Submitted by connolly on Sat, 2006-09-16 21:36. :: | | | | | |

Working with the MIT tabulator students has been such a blast that while I was at U.T. Austin for the research library symposium, I thought I would try to recruit some undergrads there to get into it. Bob Boyer invited me to speak to his PHL313K class on why the heck they should learn logic, and Alan Cline invited me to the Dean's Scholars lunch, which I used to attend when I was at U.T.

To motivate logic in the PHL313K class, I started with their experience with HTML and blogging and explained how the Semantic Web extends the web by looking at links as logical propositions. cal screen shot I used my XML 2005 slides to talk a little bit about web history and web architecture, and then I moved into using hCalendar (and GRDDL, though I left that largely implicit) to address the personal information disaster. This was the first week or so of class and they had just started learning propositional logic, and hadn't even gotten as far as predicate calculus where atomic formulas like those in RDF show up. And none of them had heard of microformats.
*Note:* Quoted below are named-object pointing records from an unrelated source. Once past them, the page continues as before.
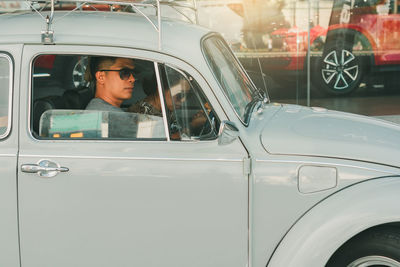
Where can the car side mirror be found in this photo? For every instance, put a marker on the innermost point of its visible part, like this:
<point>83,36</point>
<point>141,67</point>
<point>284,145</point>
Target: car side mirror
<point>228,132</point>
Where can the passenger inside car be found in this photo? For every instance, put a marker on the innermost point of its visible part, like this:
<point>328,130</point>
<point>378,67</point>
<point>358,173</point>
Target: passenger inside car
<point>118,99</point>
<point>114,82</point>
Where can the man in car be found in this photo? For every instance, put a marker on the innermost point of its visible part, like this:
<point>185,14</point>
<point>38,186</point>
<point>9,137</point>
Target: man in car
<point>114,82</point>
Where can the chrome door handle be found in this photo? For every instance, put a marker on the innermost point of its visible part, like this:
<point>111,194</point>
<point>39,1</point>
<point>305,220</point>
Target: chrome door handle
<point>44,168</point>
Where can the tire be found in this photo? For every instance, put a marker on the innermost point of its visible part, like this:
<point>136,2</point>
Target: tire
<point>378,247</point>
<point>339,71</point>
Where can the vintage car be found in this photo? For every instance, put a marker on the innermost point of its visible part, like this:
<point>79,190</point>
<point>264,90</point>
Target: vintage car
<point>257,184</point>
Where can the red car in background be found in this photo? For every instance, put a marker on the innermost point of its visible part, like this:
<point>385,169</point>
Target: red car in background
<point>361,39</point>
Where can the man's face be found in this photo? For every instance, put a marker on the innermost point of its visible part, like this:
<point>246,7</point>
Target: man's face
<point>117,89</point>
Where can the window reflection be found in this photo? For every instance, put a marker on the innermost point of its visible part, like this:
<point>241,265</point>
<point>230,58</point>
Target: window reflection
<point>342,55</point>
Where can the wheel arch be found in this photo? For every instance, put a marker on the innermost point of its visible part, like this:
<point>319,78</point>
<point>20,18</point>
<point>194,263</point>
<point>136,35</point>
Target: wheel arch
<point>315,237</point>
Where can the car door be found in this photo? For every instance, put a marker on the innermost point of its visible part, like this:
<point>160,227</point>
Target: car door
<point>146,202</point>
<point>9,62</point>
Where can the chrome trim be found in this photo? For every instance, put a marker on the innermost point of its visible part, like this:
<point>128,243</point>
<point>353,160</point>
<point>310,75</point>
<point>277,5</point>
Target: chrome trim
<point>10,95</point>
<point>324,164</point>
<point>8,155</point>
<point>132,158</point>
<point>161,95</point>
<point>41,75</point>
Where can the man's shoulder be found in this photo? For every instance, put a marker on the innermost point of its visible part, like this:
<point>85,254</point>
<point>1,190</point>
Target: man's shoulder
<point>100,104</point>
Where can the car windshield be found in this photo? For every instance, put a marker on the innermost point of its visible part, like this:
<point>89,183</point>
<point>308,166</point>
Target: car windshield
<point>235,83</point>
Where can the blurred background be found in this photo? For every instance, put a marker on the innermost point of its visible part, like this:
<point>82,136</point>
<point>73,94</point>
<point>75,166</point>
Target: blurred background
<point>338,54</point>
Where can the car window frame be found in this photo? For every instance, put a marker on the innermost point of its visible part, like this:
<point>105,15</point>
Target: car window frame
<point>8,57</point>
<point>31,92</point>
<point>153,56</point>
<point>203,50</point>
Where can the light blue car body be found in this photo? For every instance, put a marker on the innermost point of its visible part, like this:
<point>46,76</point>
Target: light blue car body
<point>294,186</point>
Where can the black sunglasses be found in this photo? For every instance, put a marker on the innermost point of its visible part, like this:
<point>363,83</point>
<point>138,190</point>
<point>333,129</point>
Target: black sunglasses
<point>124,73</point>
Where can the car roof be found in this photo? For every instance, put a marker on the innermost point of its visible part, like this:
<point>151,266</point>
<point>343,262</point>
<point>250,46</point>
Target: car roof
<point>102,28</point>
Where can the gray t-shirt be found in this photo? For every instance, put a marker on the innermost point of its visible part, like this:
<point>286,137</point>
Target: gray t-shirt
<point>118,126</point>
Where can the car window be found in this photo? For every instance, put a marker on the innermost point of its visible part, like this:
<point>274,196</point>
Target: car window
<point>66,103</point>
<point>191,115</point>
<point>230,75</point>
<point>5,88</point>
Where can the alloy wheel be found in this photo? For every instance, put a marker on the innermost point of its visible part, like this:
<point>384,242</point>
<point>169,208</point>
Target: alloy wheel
<point>340,69</point>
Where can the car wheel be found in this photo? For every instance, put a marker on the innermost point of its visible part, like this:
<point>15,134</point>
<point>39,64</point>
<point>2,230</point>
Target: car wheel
<point>339,71</point>
<point>375,247</point>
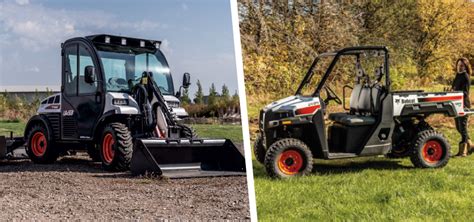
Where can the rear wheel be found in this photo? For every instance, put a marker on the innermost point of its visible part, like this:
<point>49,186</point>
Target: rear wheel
<point>39,147</point>
<point>259,149</point>
<point>116,147</point>
<point>94,152</point>
<point>430,150</point>
<point>288,158</point>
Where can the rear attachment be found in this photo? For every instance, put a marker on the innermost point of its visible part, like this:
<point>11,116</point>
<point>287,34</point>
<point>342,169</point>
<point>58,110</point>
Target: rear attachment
<point>9,147</point>
<point>182,158</point>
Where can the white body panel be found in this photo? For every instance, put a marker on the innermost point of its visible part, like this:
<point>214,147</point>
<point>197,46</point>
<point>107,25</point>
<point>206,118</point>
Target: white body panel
<point>131,109</point>
<point>400,100</point>
<point>50,107</point>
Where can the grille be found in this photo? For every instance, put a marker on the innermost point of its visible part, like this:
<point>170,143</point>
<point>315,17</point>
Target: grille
<point>54,119</point>
<point>69,127</point>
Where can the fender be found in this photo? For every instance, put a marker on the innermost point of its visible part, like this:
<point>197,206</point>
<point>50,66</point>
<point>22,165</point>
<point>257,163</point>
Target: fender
<point>39,118</point>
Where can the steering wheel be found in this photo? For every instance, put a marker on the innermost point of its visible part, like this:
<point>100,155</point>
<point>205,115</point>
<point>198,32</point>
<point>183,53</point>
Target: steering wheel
<point>331,96</point>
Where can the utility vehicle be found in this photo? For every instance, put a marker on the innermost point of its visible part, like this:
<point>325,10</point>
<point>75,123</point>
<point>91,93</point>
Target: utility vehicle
<point>378,121</point>
<point>112,104</point>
I promised not to talk for the full hour but then lost track of time and didn't get to the punch line, "so the computer tells you that no, you can't go to both the conference and Mom's birthday party because you can't be in two places at once" until it was time for them to head off to their next class.

One student did stay after to pose a question that is very interesting and important, if only tangentially related to the Semantic Web: with technology advancing so fast, how do you maintain balance in life?

While Boyer said that talk went well, I think I didn't do a very good job of connecting with them; or maybe they just weren't really awake; it was an 8am class after all. At the Dean's Scholars lunch, on the other hand, the students were talking to each other so loudly as they grabbed their sandwiches that Cline had to really work to get the floor to introduce me as a "local boy done good." They responded with a rousing ovation.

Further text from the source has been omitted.